Senin 11 Jun 2018 00:06 WIB

Politikus PKS: Pendataan Ponsel Langkah Reaksioner

Kebijakan melawan radikalisme dan terorisme harus tetap presisi, terukur, dan tepat.

Wakil Ketua Komisi X DPR RI Abdul Fikri Faqih.
Foto: DPR
Wakil Ketua Komisi X DPR RI Abdul Fikri Faqih.

REPUBLIKA.CO.ID, JAKARTA -- Pemerintah diharapkan tidak sampai melakukan kebijakan yang reaksioner untuk menanggulangi radikalisme dan terorisme. Wakil Ketua Komisi X DPR RI Abdul Fikri Faqih mengatakan, kebijakan melawan radikalisme dan terorisme harus tetap presisi, terukur, dan tepat.

"Terorisme, isme, itu kan paham. Terbentuk dari proses yang panjang sehingga kita juga perlu memahami penyelesaiannya juga merupakan proses yang panjang," kata Abdul Fikri Faqih dalam rilis yang diterima, Ahad (10/6).

Politikus PKS itu juga tidak setuju mengenai adanya wacana untuk mendata nomor seluler dan akun media sosial (medsos) mahasiswa dan dosen. Dia menilai hal ini sebagai langkah reaksioner yang tidak perlu dilakukan.

Ia mengingatkan saat ini ada sekitar 7,5 juta mahasiswa, 300 ribu dosen, dan 200 ribu tenaga kependidikan di seluruh Indonesia. Artinya, ada sekitar 8 juta yang mesti diawasi.

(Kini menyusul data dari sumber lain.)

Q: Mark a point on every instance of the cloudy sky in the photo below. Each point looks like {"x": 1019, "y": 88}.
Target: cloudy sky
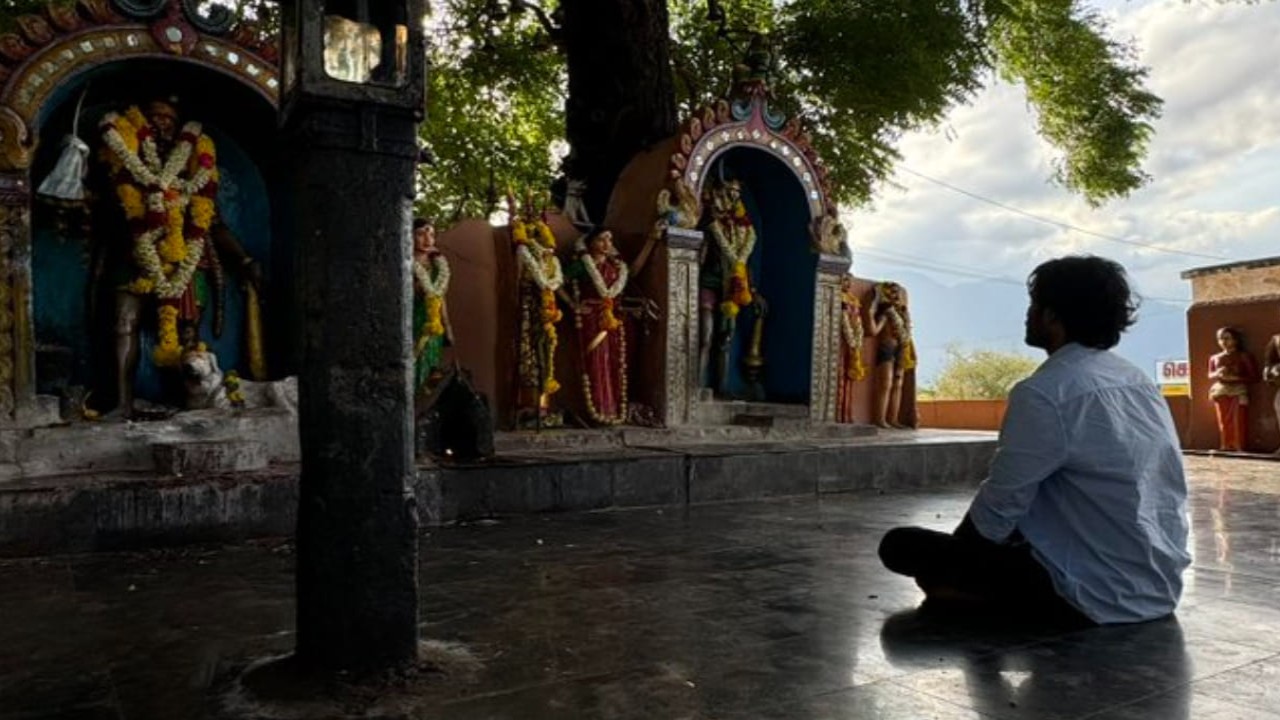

"Tentu berat sekali untuk mengawasi itu semua. Padahal, Kemenristekdikti masih banyak pekerjaan yang harus dilakukan terkait pendidikan tinggi di negeri ini," kata dia.

Ia sepakat untuk menangkalnya, perlu dilakukan langkah yang sistematis dan menyentuh konsep pendidikan. Sebab, pendidikan merupakan proses yang membentuk pengetahuan dan paham dalam diri seseorang.

Untuk itu, ujar dia, perlu adanya rancangan besar pendidikan yang memadai. Dengan demikian, dia mengatakan, tidak selalu bila ganti pemerintahan akan mengganti kurikulum.

Menteri Riset, Teknologi dan Pendidikan Tinggi (Menristekdikti) Mohamad Nasir mengatakan, penelusuran terhadap media sosial milik mahasiswa yang terduga terpapar paham radikal merupakan salah satu cara menangkal radikalisme dan terorisme. "Itu hanya berbagai cara, di antaranya itu. Medsos kita cari, harus terhindar dari semuanya. Jangan sampai tidak," ujar Nasir di Jakarta, Kamis (7/6).

Menristekdikti mengatakan, penelusuran terhadap media sosial dilakukan bekerja sama dengan Kementerian Kominfo. Jika terbukti media sosial mahasiswa bersangkutan berkaitan paham radikal, akan ditelusuri dan dilakukan diskusi dengan mahasiswa tersebut.

Sebelumnya, Wakil Ketua MPR Mahyudin meminta universitas lebih proaktif dalam pengawasan kegiatan kemahasiswaan di kampusnya. Cara ini agar tidak terkontaminasi paham-paham radikalisme.

"Di setiap universitas itu ada bidang kemahasiswaan. Mereka harus lebih proaktif melakukan pengawasan atas kegiatan-kegiatan kemahasiswaan agar tidak terkontaminasi atau disusupi paham radikalisme," kata Wakil Ketua MPR Mahyudin setelah melakukan sosialisasi empat pilar di Bontang, Kaltim, Rabu (6/6).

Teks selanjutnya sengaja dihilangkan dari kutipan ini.